Não podemos dar nada que não possamos, e se não temos nosso amor, respeito e compreensão, dificilmente podemos oferecê-lo aos outros. Sem estar cientes, acabamos implorando pelo que não nos damos. Nós nos voltamos para que outros não atendam ao que realmente precisam, mas tentam encontrar sentimentos positivos que não encontramos em nós.
Aqueles de nós, salvadores e cuidadores da vida, desconhecem muito nosso egoísmo, porque acreditamos que estamos no lado oposto do desapego, da generosidade, do altruísmo e da bondade.
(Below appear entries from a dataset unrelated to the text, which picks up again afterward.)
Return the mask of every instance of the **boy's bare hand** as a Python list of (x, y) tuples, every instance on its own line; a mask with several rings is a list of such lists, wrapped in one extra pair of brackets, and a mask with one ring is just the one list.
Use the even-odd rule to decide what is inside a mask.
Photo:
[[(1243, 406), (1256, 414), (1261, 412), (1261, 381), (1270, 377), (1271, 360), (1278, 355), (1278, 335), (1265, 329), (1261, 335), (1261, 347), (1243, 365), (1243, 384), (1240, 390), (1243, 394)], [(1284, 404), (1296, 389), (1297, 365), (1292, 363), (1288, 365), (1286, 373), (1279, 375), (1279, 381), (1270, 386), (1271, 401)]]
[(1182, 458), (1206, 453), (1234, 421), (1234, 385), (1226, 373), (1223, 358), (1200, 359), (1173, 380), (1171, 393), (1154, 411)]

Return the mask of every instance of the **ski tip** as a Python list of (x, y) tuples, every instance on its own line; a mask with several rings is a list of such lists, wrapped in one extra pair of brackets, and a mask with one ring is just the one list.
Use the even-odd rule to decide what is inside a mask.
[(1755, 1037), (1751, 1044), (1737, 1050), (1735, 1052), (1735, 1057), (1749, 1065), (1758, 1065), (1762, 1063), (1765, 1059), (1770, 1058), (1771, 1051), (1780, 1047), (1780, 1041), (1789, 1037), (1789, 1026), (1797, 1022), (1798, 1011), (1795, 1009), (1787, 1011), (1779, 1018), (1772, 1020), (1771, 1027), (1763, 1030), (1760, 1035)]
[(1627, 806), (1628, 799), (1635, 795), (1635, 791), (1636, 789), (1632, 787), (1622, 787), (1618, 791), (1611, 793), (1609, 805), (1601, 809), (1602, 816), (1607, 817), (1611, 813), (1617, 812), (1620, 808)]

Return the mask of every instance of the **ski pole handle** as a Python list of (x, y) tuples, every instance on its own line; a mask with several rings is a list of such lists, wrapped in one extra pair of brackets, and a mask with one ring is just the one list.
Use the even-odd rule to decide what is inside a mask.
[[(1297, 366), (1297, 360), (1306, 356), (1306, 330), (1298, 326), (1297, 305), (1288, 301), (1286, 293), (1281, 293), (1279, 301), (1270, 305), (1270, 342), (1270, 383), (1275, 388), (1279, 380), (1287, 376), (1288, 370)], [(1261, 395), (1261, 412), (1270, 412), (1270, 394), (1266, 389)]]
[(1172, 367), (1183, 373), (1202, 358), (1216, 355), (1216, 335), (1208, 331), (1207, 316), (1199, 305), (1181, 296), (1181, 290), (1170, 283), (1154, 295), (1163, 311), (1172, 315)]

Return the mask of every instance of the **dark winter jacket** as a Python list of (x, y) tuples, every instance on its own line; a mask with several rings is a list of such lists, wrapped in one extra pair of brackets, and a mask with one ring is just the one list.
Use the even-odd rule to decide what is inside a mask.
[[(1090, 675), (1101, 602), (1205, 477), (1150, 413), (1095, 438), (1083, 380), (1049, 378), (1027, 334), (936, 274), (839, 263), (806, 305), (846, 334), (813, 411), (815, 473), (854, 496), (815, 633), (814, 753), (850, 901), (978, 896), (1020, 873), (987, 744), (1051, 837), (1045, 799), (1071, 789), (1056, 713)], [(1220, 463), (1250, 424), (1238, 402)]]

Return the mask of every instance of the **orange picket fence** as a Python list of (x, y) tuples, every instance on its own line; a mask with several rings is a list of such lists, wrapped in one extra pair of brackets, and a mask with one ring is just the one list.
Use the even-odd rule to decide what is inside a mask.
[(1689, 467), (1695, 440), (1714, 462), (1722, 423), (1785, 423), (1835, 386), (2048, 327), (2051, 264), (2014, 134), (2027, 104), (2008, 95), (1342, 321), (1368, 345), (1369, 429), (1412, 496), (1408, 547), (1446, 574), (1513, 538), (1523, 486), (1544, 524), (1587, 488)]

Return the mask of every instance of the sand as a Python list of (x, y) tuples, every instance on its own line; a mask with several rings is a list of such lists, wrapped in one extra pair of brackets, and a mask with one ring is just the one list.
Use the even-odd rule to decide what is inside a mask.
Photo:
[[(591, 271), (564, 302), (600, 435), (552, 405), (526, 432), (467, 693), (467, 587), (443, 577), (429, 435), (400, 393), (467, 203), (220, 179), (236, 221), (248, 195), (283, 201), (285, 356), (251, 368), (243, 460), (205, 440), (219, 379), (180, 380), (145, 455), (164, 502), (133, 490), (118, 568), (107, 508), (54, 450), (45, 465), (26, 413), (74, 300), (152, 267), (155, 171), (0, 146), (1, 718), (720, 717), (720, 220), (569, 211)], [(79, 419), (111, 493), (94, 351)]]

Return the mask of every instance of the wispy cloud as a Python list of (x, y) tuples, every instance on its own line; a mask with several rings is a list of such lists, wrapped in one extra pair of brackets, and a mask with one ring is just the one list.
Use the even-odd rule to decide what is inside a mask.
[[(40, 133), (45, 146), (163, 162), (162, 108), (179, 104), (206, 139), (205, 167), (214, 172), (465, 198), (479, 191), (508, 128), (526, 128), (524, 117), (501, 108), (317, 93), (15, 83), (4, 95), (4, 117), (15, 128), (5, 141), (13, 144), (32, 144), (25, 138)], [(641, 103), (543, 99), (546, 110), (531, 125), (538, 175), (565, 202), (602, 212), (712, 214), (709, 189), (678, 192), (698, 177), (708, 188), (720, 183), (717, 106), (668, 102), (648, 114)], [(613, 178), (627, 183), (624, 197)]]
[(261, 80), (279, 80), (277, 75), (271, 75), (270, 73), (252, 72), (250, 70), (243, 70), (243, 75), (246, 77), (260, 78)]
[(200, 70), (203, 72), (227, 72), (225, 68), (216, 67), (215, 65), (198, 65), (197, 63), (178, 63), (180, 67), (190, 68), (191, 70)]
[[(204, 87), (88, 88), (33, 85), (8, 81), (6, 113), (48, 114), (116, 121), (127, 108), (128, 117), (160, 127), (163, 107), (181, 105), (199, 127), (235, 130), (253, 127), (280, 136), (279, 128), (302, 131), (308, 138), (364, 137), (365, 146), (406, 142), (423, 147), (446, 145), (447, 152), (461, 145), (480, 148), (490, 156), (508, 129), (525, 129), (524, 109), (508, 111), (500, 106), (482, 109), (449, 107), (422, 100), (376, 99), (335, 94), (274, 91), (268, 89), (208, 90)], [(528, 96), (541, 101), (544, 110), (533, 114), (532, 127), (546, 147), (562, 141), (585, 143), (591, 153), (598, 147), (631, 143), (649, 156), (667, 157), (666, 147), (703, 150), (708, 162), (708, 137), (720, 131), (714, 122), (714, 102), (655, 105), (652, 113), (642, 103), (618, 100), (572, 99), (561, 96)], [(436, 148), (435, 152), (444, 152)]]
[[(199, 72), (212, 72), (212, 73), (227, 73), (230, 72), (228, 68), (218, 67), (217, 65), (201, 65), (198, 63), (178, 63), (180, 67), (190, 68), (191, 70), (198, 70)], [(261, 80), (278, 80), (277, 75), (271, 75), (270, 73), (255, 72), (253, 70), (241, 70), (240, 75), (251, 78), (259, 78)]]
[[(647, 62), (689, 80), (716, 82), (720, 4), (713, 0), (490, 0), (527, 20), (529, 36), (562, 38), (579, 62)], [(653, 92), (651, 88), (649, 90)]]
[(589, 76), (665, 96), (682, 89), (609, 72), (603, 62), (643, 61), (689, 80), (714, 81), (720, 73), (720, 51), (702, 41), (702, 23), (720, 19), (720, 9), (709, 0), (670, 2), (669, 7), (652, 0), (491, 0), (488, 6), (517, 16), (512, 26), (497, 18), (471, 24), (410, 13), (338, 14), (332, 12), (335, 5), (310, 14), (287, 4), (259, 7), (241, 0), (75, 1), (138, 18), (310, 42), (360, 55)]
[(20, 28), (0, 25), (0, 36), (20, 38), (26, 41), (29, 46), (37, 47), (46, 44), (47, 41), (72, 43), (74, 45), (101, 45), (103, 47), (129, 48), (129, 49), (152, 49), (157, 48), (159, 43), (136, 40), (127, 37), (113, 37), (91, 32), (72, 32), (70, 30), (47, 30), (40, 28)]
Mas, para chegar a este ponto, o primeiro passo é escutar a si mesmo, escutar a si mesmo e se amar, mas tudo o que oferecemos será contaminado pela nossa falta de amor próprio.
“A minha própria pessoa deve ser um objeto do meu amor, assim como outra pessoa. A afirmação da vida, da felicidade, do crescimento e da liberdade de alguém está enraizada na capacidade de amar, isto é, no cuidado, no respeito, na responsabilidade e no conhecimento. O indivíduo é capaz de amar de forma produtiva, ele também se ama, se você ama os outros, não pode amar nada “.